Back in 2007 the ICMA issued a report that recommended the Fire Department use its large amount of non-committed staff time to assist the police department that has largely gone unheeded. Why? Again, it comes down to a lack of political courage, conviction, or desire by bureaucrats to turn off the spigot that has turned the notion of public service into one of careerism.
 
For two decades now there has been ‘talk’ of merging public safety across the expanse of Saginaw County. Yet we still have 17 police departments that spend well over $33 million on law enforcement. Wouldn’t it be logical to consolidate and infuse more dollars cost effectively into putting more officers and personnel on the street? Of course it would. But again, it takes courage and wherewithal. Change will come sooner than people think. And it isn’t going to come from listening to those who have everything to gain and nothing to lose from gaming the system.
 
On these points, Branch had this to say: “While we might disagree on whether or not PA 4 would be a good thing or a bad thing for Saginaw, it’s a moot point, at least for now. Saginaw does not come remotely close to the conditions of “financial emergency” needed to trigger a state review under the law. We have the ability to ask for a review; they would tell us to go away. While some people here seem unable to get past the misdeeds and misappropriations of the past – they won’t cut any ice with the state. They’re going to look at five years with unqualified audits and no deficit and send us on our way.”
 
“I have no doubt that, in the end, we’re going to see some form of hybrid public safety delivery system,” continues Branch. “I don’t see the Kalamazoo model working here and I’m not a fan of it. I think we’ll see something more akin to Monroe, where there is a minimum full-time fire crew, on-call firefighters and cross-trained police officers who also respond. I want to mix in some of the Albany model, in which firefighters during downtime do inspections and code enforcement.
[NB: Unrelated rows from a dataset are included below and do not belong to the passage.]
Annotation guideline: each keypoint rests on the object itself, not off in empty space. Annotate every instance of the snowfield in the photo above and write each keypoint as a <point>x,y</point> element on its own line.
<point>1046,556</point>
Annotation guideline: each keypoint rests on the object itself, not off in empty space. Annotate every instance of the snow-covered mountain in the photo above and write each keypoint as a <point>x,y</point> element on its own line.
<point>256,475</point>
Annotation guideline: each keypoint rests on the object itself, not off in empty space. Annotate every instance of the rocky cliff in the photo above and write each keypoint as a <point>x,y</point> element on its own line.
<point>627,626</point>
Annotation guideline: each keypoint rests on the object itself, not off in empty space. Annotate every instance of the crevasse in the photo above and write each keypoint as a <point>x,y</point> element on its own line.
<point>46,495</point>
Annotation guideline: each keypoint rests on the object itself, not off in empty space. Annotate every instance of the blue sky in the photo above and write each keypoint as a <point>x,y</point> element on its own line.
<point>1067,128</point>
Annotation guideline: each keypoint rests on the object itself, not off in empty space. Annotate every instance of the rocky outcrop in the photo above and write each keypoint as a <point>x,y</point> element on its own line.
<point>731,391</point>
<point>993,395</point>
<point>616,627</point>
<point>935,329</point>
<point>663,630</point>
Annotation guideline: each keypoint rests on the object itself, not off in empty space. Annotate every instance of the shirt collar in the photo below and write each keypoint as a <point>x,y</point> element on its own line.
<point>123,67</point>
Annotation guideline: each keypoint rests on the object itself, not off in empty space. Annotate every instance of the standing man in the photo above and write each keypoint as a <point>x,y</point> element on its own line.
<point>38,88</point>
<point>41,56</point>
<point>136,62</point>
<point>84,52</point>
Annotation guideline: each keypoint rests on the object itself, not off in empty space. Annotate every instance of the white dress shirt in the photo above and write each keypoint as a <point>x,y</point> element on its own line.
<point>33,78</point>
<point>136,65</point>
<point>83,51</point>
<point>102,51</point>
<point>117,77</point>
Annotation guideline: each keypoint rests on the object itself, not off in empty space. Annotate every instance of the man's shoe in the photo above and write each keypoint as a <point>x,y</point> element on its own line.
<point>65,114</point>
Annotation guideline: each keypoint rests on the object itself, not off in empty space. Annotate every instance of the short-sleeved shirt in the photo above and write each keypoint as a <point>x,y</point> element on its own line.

And I’m quite sure we’re going to see some degree of service consolidation with other municipalities, particularly relative to fire.”
 
“I fully agree – we don’t need 17 police departments and it would be far more logical to merge them. But I can tell you that for every person like you and me in Saginaw who believes that’s what would be best, there are at least two dozen in Freeland, Shields and Saginaw Township whose attitude is “Screw the City. I got the hell out, and I don’t want a dime of money being spent there.” And that’s how they’ll vote when anything remotely related to it is put to a vote, at least until the cancer that began in the city metastasizes to their neighborhood, at which point the cynic in me thinks they’ll say, ‘Screw Freeland, I’m moving to Homer Township.”
 
“I’d say the challenge, if we were really interested in fixing things, would be not to remind people what stupid, shortsighted, irresponsible, even corrupt things have happened in the past. Yes, they may have gotten us and every other city in Michigan where we are. And it may satiate the provocateur in some of us to see the ensuring indignation those reminders cause.”
 
“But I can guarantee you: it won’t help convince a guy living in Thomas Township that it really is in his best interest to support a county-wide fire district and a metropolitan police force. Quite the opposite. And if you don’t have his support, none of the “logical” things you want to see will happen.”
 
Theodore Roosevelt once said that “In history many republics have risen and flourished and then fallen because their citizens lost the power of governing themselves; and in no way has this loss of power been so clearly shown as in the tendency to turn the government into a government primarily for the benefit of one class - a ruling class - as opposed to a government that exists to serve its people.”
 
Whether our cities, states, and nation can reclaim the notion of a government that exists principally to serve its people is the pivotal question we face in this election year.